Pour ce match à fort enjeu, le staff technique a procédé à une composition d'équipe largement remaniée par rapport au précédent match de poule. Plusieurs cadres habituels sont ainsi laissés au repos ou sur le banc, tandis que des joueurs moins utilisés obtiennent une chance de s'illustrer. La principale nouveauté réside dans la titularisation de N'Golo Kanté, qui va connaître sa première apparition dans le tournoi. Le milieu de terrain, dont l'état de forme a été longuement évalué, est aligné d'entrée afin d'apporter son expérience et sa capacité à récupérer les ballons.

Les enjeux du choc face à la Norvège

Au-delà de la suprématie du groupe, cette rencontre revêt une importance capitale pour les perspectives de la suite de la compétition. Une victoire offrirait aux Bleus non seulement la première place du groupe I, mais aussi des primes financières conséquentes. Selon les grilles établies par la fédération, les montants en jeu pour les joueurs et le staff se situent dans une fourchette comprise entre 9,3 et 42,5 millions d'euros, en fonction de la performance finale dans le Mondial. L'issue de ce match conditionne donc en partie le parcours et les récompenses à venir.

Les scénarios possibles pour la qualification

Plusieurs scénarios sont envisagés pour la France en fonction du résultat de ce choc. Une victoire assurerait la tête du groupe et un tableau théoriquement plus clément pour les huitièmes de finale. Un match nul pourrait suffire, selon les résultats des autres rencontres du groupe, pour conserver la première place. Une défaite, en revanche, pourrait reléguer les Tricolores à la deuxième place, les exposant à un adversaire potentiellement plus relevé au tour suivant. Les calculs sont donc nombreux dans les têtes des joueurs et du staff.

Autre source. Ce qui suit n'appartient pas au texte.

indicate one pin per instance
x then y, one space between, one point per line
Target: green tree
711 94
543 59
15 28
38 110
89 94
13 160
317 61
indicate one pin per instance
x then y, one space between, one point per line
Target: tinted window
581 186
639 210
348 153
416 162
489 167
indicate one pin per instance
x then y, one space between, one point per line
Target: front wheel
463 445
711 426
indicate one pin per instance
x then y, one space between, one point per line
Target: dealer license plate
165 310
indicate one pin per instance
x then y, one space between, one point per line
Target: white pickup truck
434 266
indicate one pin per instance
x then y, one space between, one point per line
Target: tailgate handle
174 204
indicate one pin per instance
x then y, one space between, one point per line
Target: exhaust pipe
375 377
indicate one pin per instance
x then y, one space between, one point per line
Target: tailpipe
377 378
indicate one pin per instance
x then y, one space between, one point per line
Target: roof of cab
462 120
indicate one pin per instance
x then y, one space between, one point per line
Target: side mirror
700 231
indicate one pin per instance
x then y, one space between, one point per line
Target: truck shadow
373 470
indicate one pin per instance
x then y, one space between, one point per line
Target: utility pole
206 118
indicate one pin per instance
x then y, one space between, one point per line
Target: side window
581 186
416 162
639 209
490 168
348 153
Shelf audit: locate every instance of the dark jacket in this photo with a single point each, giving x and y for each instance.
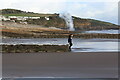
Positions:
(70, 41)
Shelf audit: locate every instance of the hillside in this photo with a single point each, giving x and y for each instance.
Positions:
(56, 21)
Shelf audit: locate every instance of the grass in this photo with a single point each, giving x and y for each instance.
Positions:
(30, 15)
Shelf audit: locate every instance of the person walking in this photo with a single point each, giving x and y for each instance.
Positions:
(70, 41)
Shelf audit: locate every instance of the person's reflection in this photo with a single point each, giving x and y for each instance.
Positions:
(70, 41)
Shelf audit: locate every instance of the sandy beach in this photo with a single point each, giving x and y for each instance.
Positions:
(75, 65)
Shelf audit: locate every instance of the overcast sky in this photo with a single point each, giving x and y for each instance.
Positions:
(105, 10)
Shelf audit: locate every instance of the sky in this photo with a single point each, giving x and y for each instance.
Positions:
(104, 10)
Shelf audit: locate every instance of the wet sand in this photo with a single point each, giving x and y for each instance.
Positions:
(75, 65)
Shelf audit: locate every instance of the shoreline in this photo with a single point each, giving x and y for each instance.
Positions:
(82, 64)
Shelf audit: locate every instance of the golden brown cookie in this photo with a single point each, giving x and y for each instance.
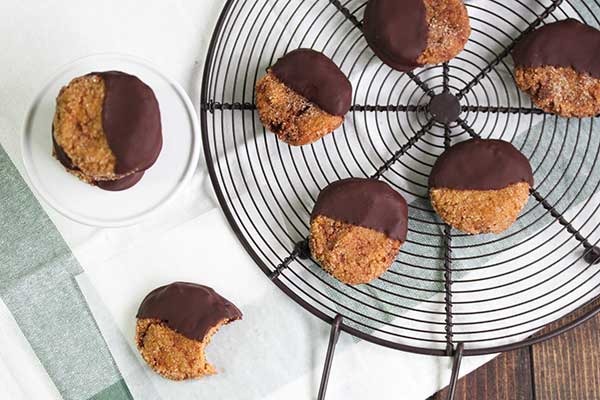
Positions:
(480, 186)
(357, 228)
(350, 253)
(556, 67)
(561, 91)
(480, 211)
(107, 129)
(171, 354)
(303, 97)
(407, 34)
(175, 324)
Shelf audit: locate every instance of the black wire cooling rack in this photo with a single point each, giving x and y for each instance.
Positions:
(447, 294)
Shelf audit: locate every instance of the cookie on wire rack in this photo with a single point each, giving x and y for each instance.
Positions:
(407, 34)
(357, 228)
(303, 97)
(480, 185)
(559, 67)
(175, 323)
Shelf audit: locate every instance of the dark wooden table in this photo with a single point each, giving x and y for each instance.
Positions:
(564, 368)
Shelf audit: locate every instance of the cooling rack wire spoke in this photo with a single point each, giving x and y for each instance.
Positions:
(504, 110)
(300, 251)
(348, 14)
(498, 59)
(448, 255)
(456, 362)
(411, 142)
(467, 128)
(389, 108)
(336, 326)
(592, 253)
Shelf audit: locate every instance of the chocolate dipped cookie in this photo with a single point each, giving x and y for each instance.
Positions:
(107, 129)
(175, 323)
(407, 34)
(303, 97)
(357, 228)
(480, 185)
(558, 66)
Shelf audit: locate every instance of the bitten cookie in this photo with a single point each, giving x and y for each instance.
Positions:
(407, 34)
(107, 129)
(303, 97)
(480, 186)
(558, 66)
(175, 323)
(357, 228)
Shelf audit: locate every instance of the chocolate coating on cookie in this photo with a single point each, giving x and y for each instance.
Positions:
(190, 309)
(367, 203)
(397, 31)
(131, 121)
(481, 164)
(314, 76)
(124, 183)
(567, 43)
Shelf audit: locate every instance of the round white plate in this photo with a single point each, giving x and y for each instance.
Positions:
(93, 206)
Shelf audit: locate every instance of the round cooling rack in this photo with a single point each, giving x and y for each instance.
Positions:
(447, 294)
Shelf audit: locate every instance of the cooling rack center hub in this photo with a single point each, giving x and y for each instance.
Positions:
(444, 108)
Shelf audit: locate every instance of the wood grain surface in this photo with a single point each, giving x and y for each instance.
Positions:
(564, 368)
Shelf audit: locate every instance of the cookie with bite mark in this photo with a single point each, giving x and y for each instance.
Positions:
(175, 323)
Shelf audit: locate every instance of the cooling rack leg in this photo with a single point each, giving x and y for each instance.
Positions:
(458, 353)
(333, 338)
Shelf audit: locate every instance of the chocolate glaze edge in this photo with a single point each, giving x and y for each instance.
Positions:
(315, 77)
(368, 203)
(396, 31)
(480, 164)
(131, 121)
(188, 308)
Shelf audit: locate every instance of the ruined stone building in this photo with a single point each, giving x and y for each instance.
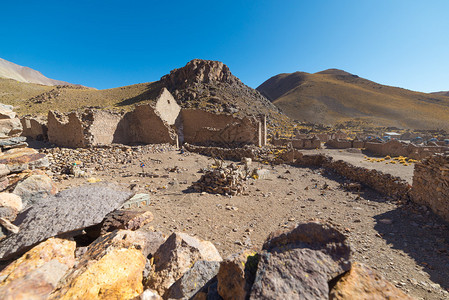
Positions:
(162, 121)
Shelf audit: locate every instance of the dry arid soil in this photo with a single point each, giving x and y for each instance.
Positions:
(405, 243)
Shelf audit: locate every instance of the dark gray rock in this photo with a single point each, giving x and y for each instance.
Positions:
(193, 280)
(8, 213)
(66, 212)
(14, 142)
(298, 264)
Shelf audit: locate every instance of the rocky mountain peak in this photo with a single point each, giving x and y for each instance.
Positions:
(199, 71)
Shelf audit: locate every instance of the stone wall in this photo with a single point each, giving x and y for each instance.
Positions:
(144, 126)
(205, 128)
(66, 130)
(235, 154)
(391, 148)
(93, 127)
(35, 128)
(100, 126)
(305, 143)
(166, 107)
(339, 144)
(383, 183)
(431, 184)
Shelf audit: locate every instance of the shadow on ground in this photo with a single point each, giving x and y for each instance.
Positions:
(420, 234)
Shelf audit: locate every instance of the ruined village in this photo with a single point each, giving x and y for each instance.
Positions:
(177, 197)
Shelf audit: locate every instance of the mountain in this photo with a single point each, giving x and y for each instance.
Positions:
(203, 84)
(10, 70)
(335, 96)
(442, 93)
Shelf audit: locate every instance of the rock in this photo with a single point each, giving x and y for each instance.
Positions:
(126, 219)
(262, 173)
(8, 226)
(193, 280)
(104, 273)
(8, 213)
(11, 200)
(137, 200)
(4, 170)
(36, 273)
(175, 257)
(145, 241)
(236, 275)
(150, 294)
(6, 112)
(35, 188)
(14, 142)
(4, 183)
(298, 264)
(222, 179)
(362, 282)
(17, 160)
(65, 212)
(10, 128)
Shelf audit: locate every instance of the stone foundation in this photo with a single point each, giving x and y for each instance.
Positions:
(431, 184)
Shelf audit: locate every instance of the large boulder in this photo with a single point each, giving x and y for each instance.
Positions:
(11, 200)
(64, 213)
(175, 257)
(132, 219)
(111, 268)
(36, 274)
(236, 275)
(298, 264)
(362, 282)
(193, 280)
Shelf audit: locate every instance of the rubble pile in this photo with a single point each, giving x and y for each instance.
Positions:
(223, 179)
(82, 162)
(430, 184)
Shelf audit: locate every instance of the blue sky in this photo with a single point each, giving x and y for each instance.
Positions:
(105, 44)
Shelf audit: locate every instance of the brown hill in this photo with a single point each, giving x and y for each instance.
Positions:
(19, 73)
(335, 96)
(208, 85)
(442, 93)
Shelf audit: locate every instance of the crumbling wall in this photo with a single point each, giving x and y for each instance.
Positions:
(166, 107)
(205, 128)
(339, 144)
(305, 143)
(100, 126)
(65, 130)
(235, 154)
(34, 128)
(383, 183)
(431, 184)
(143, 125)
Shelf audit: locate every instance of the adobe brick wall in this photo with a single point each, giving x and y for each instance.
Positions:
(66, 130)
(431, 184)
(34, 128)
(204, 128)
(304, 143)
(143, 125)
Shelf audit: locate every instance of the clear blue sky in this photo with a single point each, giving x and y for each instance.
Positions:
(106, 44)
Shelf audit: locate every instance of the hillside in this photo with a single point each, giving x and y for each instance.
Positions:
(335, 96)
(13, 71)
(442, 93)
(207, 85)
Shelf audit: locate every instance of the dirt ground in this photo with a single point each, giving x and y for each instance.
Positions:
(405, 243)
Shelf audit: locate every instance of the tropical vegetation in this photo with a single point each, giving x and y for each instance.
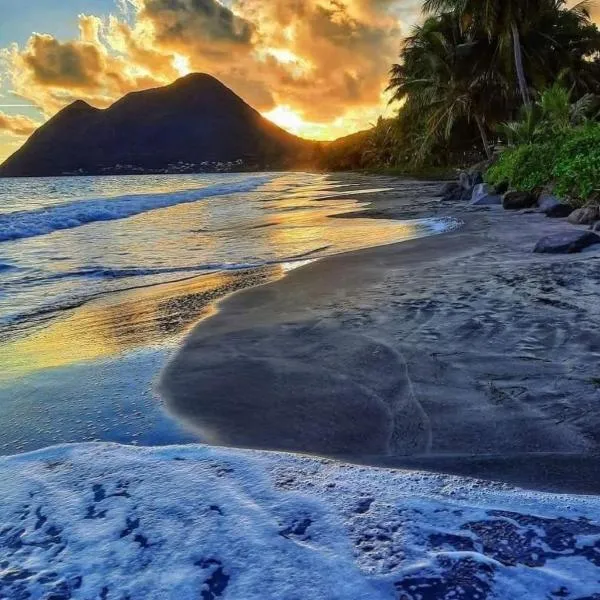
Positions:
(477, 76)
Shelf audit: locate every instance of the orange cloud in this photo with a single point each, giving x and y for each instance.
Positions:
(319, 66)
(19, 125)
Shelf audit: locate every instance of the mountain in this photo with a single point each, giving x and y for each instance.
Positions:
(175, 128)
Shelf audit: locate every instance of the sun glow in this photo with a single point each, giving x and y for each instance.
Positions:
(182, 64)
(287, 118)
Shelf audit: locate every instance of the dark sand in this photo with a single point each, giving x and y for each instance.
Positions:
(462, 353)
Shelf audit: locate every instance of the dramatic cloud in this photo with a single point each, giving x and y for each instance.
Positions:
(17, 124)
(317, 67)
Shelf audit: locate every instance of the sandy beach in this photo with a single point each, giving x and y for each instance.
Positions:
(462, 353)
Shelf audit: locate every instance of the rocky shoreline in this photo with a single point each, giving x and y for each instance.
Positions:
(470, 187)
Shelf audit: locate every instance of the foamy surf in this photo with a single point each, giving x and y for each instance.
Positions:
(26, 224)
(106, 521)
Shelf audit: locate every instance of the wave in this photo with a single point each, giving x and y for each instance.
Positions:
(324, 530)
(25, 224)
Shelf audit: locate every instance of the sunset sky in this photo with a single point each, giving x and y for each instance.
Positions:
(316, 67)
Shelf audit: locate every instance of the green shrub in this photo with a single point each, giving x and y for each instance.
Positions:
(576, 169)
(525, 167)
(570, 163)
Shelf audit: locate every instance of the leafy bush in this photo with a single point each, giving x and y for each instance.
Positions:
(571, 163)
(576, 169)
(524, 167)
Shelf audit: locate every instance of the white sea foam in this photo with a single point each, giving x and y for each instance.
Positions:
(105, 521)
(25, 224)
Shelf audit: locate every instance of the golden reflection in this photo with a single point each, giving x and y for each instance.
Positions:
(125, 321)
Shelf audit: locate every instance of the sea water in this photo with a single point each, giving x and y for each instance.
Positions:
(100, 277)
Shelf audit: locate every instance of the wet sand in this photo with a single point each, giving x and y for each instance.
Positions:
(462, 353)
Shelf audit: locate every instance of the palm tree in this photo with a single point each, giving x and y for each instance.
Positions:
(448, 77)
(507, 22)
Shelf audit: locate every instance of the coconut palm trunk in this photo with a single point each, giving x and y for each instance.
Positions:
(518, 52)
(484, 137)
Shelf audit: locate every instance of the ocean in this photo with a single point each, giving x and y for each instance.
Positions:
(100, 277)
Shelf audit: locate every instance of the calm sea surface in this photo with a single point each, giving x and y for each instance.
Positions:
(101, 277)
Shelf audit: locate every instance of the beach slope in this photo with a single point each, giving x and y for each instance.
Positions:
(462, 353)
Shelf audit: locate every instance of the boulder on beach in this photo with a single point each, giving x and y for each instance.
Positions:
(485, 195)
(450, 187)
(502, 187)
(568, 242)
(553, 207)
(518, 200)
(585, 216)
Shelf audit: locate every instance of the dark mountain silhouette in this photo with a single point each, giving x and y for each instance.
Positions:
(195, 120)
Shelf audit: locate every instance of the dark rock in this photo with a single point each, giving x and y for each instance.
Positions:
(464, 179)
(560, 211)
(568, 242)
(449, 188)
(518, 200)
(552, 207)
(452, 191)
(585, 216)
(502, 187)
(477, 178)
(483, 195)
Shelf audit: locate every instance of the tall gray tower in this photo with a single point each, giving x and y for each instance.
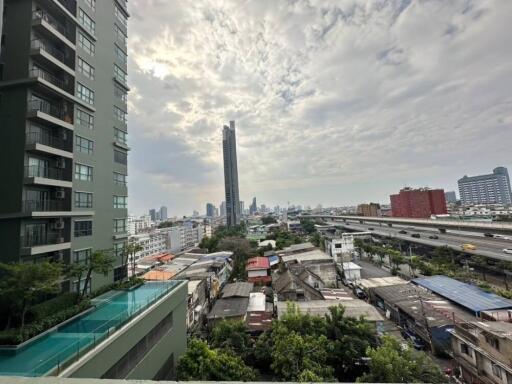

Un climat serein mais concentré

Malgré l'absence de Didier Deschamps sur le banc, l'ambiance au sein du groupe France est décrite comme sereine mais très concentrée. Les joueurs ont montré lors des séances d'entraînement une grande détermination à aborder ce rendez-vous avec sérieux. Le capitaine et les leaders d'équipe ont pris la parole pour rappeler l'importance de la discipline collective et de l'application des consignes, quel que soit l'entraîneur qui les transmet depuis le bord du terrain. Le staff technique, rodé par des années de collaboration, a mis en place une organisation fluide pour que la transition se passe sans accroc.

La Norvège, un adversaire à ne pas sous-estimer

En face, la sélection norvégienne aborde ce match avec l'ambition de créer la surprise. Qualifiée pour la phase à élimination directe pour la première fois depuis plusieurs décennies, elle compte bien pousser les Bleus dans leurs retranchements. Les hommes de Ståle Solbakken ont montré lors du premier tour une solidité défensive et une efficacité offensive qui en font un adversaire redoutable. La France devra se méfier des contres rapides norvégiens et de leur jeu de tête sur les phases arrêtées.

Des supporters tricolores mobilisés

Enfin, les supporters français, nombreux à avoir fait le déplacement outre-Atlantique ou massés devant les écrans dans l'Hexagone, espèrent voir leur équipe décrocher une victoire qui la placerait dans les meilleures dispositions pour la suite du tournoi. L'engouement populaire reste fort autour de cette équipe de France, portée par un mélange de jeunes talents et d'éléments expérimentés, et qui vise un deuxième titre mondial après celui de 2018.